Folgen Ihre Auftraggeber diesen Erkenntnissen und Ihren Lösungsvorschlägen?

Die Priorität liegt bei unseren Auftraggebern vorwiegend bei den Baukosten. Große Loggien und Balkone sind zwar konstruktiv kalte Elemente, also mit relativ günstigen Baukosten verbunden, gehen aber nur zu 50 Prozent ihrer Fläche in den Mietpreis ein. Im sozialen Wohnungsbau sind dies sogar nur 25 Prozent. Der Gesamtmietpreis und damit die Mietfläche sind natürlich nach oben hin immer gedeckelt. Somit ist unser Bestreben nach möglichst großen Außenbereichen für die Wohnungen fast vergebens, da die Bauherren diese Flächen nicht bei der Mietfläche anrechnen können. Dieses Beispiel zeigt, dass eine Vielzahl an Normen, Gesetzen und Richtlinien für den sozialen Wohnungsbau eigentlich nicht mehr zeitgemäß sind und den heutigen Lebensanforderungen nicht gerecht werden.

Die Siedlung wurde in den 1950er-Jahren als offene Zeilensiedlung errichtet und in den letzten Jahren beispielhaft nachverdichtet. Entstanden sind 681 Wohnungen mit einer Geschossfläche (BGF) von 59.100 m².

Der Wohnungsbau befindet sich heute in einer Umbruchphase, geprägt u. a. von Nachhaltigkeit und Klimaschutz, modularer und serieller Bauweise und nicht zuletzt Nachverdichtung. Wie hierarchisieren Sie diese Herausforderungen? Wo müssen wir wie anfangen?

Wir haben die Aufgabe, für diese Themen – insbesondere Nachhaltigkeit und Klimaschutz – Lösungen zu finden. Nicht alles, was derzeit propagiert wird, findet unsere Zustimmung. Die Anforderung, Gebäude wieder zu demontieren, sortengerecht aufzubereiten, um sie nachher wieder zusammenbauen zu können, halte ich für eine sehr studentische Sichtweise. Ich bin der Meinung, dass die architektonische Qualität als Nachhaltigkeitskriterium definiert werden muss.

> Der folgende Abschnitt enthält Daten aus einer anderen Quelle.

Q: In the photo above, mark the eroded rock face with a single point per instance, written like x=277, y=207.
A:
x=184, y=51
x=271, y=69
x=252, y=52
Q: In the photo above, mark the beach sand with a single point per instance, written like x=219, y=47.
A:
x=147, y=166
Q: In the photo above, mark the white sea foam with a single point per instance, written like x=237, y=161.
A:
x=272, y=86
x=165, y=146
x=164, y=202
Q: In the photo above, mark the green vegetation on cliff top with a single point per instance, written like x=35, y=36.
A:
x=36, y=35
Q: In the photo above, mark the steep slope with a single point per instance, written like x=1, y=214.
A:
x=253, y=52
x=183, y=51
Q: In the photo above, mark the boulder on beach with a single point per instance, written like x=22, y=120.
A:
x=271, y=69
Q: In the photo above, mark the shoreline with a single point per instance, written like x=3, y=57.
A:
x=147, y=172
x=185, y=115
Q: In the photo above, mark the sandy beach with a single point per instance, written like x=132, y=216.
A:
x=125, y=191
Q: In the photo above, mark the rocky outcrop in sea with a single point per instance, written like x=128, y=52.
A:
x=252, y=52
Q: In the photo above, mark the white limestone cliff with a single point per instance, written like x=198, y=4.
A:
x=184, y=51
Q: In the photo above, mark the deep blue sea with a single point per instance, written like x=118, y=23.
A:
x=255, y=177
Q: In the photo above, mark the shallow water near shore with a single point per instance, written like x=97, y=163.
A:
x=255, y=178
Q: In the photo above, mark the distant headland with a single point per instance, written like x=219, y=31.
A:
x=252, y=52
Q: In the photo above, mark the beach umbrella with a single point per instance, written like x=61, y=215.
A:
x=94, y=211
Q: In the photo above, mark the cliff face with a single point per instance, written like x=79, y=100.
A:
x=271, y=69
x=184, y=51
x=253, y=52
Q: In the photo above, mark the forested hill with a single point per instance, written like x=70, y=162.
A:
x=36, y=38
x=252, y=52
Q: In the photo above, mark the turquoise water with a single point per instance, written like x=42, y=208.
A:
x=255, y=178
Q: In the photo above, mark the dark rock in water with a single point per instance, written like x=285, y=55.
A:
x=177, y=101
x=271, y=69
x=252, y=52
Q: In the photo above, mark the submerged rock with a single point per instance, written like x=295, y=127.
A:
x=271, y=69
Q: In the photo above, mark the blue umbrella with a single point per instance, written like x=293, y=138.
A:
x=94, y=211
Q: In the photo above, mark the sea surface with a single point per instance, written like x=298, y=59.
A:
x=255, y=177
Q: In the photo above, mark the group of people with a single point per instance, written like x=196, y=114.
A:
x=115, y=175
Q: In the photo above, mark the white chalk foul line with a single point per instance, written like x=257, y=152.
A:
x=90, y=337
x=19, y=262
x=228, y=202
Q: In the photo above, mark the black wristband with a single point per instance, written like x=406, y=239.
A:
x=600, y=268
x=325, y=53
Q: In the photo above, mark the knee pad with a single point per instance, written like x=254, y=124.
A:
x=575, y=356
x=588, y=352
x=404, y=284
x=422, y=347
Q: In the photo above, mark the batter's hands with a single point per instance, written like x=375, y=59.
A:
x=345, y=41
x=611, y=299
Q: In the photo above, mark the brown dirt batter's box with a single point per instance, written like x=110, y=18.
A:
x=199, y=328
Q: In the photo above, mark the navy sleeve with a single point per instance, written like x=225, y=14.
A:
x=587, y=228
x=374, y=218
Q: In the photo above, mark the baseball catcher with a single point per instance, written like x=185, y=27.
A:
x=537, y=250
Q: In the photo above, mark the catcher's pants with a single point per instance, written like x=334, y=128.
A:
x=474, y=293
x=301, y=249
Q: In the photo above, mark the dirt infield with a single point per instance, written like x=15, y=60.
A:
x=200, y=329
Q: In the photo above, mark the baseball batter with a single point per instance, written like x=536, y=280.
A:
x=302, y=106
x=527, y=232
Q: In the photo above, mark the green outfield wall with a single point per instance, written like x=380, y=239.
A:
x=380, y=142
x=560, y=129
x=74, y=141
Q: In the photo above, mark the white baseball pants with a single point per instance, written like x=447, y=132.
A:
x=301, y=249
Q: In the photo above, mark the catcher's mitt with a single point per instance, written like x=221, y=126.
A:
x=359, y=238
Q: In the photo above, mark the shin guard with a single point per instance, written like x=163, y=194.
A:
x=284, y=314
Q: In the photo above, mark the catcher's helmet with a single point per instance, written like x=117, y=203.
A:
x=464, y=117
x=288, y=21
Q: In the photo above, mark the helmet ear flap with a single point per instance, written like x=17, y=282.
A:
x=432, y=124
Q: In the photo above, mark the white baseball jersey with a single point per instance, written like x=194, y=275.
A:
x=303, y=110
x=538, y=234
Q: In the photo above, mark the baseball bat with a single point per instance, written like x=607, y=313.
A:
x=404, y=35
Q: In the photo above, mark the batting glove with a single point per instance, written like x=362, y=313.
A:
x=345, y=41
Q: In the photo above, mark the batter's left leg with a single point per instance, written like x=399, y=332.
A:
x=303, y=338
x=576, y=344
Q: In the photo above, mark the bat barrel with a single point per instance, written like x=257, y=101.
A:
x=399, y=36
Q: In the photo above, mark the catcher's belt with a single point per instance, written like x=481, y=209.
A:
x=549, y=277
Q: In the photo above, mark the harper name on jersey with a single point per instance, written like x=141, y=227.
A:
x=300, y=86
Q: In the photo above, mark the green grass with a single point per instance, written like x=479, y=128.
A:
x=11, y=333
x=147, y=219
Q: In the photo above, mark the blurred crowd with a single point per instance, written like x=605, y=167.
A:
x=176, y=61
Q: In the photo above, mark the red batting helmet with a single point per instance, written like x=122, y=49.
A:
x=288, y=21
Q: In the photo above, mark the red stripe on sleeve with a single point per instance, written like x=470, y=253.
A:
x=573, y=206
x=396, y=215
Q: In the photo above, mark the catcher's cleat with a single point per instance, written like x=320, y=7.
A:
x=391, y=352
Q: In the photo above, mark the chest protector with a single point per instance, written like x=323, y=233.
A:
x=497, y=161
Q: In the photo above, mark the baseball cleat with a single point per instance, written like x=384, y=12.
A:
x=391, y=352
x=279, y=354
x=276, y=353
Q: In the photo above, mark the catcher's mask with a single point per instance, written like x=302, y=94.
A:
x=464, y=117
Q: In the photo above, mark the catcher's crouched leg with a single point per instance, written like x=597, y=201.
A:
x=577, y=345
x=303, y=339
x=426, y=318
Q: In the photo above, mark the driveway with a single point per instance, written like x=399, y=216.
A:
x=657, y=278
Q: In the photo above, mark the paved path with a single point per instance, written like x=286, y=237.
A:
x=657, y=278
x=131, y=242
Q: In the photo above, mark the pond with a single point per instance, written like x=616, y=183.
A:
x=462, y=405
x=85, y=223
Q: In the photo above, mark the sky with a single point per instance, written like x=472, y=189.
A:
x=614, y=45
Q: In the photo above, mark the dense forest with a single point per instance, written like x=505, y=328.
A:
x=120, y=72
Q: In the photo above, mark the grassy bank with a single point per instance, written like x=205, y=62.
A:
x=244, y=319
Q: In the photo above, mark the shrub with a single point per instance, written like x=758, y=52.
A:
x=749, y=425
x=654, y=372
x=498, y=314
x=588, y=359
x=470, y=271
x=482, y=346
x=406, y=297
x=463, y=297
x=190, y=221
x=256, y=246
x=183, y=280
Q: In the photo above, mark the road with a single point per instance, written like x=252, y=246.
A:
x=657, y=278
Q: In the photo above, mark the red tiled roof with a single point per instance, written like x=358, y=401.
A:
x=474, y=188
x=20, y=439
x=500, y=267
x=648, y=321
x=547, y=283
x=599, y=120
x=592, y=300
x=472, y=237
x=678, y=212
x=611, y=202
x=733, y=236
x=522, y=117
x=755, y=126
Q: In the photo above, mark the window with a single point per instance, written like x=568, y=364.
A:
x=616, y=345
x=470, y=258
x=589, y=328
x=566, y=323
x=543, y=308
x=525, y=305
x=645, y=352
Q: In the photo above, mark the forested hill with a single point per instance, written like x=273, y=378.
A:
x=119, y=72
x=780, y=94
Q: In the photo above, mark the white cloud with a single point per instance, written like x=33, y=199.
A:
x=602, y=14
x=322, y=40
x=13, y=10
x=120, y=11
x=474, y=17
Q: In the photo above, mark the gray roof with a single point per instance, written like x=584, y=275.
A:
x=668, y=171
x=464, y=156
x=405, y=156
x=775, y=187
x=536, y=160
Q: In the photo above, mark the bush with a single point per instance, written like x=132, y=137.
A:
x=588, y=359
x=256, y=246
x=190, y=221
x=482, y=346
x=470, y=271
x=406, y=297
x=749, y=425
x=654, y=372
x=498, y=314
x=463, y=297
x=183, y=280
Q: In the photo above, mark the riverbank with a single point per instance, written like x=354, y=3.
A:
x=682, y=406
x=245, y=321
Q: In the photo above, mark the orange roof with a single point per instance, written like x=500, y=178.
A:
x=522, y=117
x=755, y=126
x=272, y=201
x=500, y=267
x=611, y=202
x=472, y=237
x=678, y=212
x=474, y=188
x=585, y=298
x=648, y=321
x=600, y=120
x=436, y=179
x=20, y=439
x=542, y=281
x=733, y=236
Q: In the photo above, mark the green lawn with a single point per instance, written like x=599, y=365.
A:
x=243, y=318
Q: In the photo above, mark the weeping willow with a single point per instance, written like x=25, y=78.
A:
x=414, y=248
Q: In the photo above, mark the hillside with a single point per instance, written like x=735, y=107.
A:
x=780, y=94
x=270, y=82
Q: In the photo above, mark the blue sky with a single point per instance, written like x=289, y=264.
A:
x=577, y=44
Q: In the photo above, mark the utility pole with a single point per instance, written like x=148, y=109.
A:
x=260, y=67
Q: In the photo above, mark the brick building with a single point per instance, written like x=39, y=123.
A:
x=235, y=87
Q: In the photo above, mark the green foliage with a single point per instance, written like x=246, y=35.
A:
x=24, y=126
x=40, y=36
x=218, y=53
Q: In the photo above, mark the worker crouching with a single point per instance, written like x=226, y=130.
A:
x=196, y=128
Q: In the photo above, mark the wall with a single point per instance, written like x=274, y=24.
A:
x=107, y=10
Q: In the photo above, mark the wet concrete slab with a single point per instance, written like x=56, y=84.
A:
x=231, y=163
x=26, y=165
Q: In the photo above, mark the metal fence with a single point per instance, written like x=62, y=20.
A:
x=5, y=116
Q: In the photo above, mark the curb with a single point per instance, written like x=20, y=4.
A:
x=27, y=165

Wir müssen den Anspruch entwickeln, Gebäude zu bauen, die ewig halten. Das mag jetzt zwar eigentümlich klingen, aber wir verfolgen den Ansatz, sowohl architektonisch als auch qualitativ so gut zu bauen, dass man erst gar nicht auf die Idee kommt, unsere Gebäude später einmal auseinanderzunehmen oder sie abzureißen. Wir arbeiten deswegen auch gerne mit langlebigen Materialien. Der Klinker beispielsweise hat etwas Haptisches und Warmes. Gleichzeitig bietet er Dauerhaftigkeit und Alterungsfähigkeit.

Die Platensiedlung nach der Transformation

Was bedeutet Nachhaltigkeit für die Grundrissplanung von Wohnungen?

Der Nachhaltigkeitsanspruch muss sich auch in der Grundrissplanung widerspiegeln. Grundrisse müssen sowohl Nutzungsänderungen des Gebäudes als auch Änderungen der Wohnungsgrößen ermöglichen. Wir haben für uns festgestellt, dass Skelettbauten – also Bauten mit Stütze und Platte im Sinne Corbusiers – sehr gut unserem Anspruch an Flexibilität gerecht werden.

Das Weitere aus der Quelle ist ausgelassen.